Wednesday, October 18, 2006

Remember What I Said About Domestic Terrorism?

Jennifer Pozner at Newsday.com reports on the issue of domestic terrorism. Money quote:
On Sept. 11, 2006, the fifth anniversary of the terror attacks that devastated our nation, a man crashed his car into a building in Davenport, Iowa, hoping to blow it up and kill himself in the fire.

No national newspaper, magazine or network newscast reported this attempted suicide bombing, though an AP wire story was available. Cable news (save for MSNBC's Keith Olbermann) was silent about this latest act of terrorism in America.

Had the criminal, David McMenemy, been Arab or Muslim, this would have been headline news for weeks. But since his target was the Edgerton Women's Health Center, rather than, say, a bank or a police station, media have not called this terrorism - even after three decades of extreme violence by anti-abortion fanatics, mostly fundamentalist Christians who believe they're fighting a holy war.

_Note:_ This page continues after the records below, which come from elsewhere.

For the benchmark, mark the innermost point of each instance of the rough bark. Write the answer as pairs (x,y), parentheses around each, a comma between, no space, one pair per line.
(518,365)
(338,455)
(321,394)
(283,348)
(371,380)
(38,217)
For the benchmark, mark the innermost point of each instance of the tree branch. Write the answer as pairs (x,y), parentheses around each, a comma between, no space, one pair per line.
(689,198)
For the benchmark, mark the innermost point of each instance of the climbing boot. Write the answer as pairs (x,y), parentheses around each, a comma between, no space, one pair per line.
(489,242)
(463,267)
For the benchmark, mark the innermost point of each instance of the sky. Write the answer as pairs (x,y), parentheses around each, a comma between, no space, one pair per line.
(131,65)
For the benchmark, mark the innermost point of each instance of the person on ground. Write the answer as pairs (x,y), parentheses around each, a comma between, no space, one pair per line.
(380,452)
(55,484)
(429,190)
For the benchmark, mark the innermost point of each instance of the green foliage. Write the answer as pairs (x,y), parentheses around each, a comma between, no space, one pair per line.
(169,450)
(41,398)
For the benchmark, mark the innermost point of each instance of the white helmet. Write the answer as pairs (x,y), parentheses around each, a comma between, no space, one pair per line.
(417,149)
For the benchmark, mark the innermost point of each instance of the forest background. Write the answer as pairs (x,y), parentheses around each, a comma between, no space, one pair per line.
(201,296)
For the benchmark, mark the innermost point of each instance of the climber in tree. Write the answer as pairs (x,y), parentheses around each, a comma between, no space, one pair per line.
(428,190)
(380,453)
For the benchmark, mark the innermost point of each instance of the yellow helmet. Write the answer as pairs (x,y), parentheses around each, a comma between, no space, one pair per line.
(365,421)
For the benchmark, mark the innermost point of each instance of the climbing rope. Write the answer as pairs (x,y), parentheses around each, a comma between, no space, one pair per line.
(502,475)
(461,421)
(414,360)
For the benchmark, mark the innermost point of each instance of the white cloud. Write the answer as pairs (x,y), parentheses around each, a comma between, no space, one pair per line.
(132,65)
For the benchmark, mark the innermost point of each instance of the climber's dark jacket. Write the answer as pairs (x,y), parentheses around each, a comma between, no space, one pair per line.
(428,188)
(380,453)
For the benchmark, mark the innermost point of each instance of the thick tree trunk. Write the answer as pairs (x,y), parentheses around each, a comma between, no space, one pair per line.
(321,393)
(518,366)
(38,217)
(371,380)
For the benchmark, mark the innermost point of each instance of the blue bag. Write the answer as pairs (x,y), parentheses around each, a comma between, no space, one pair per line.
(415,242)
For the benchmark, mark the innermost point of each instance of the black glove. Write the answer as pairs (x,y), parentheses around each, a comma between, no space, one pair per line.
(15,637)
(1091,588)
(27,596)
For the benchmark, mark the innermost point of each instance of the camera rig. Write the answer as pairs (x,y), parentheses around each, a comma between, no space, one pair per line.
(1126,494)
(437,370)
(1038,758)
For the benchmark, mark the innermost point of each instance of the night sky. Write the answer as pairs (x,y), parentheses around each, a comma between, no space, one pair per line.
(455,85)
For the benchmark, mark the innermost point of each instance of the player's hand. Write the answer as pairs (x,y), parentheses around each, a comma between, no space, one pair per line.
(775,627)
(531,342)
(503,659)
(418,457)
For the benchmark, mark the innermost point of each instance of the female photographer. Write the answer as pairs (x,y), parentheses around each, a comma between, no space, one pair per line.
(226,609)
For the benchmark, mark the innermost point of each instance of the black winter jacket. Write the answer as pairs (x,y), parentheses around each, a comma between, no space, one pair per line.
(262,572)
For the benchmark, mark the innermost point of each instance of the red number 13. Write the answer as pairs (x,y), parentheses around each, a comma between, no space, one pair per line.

Since 1977, casualties from this war include seven murders, 17 attempted murders, three kidnappings, 152 assaults, 305 completed or attempted bombings and arsons, 375 invasions, 482 stalking incidents, 380 death threats, 618 bomb threats, 100 acid attacks, and 1,254 acts of vandalism, according to the National Abortion Federation.
If any of these acts were committed by anyone even remotely resembling a Muslim, we would never have heard the end of it. Congress would have been reconvened to pass an emergency bill to authorise an immediate public execution, preferably in a medieval as-slow-as-possible-while-making-a-bloody-spectacle way.

Shown on every television and cable network, even Nickelodean.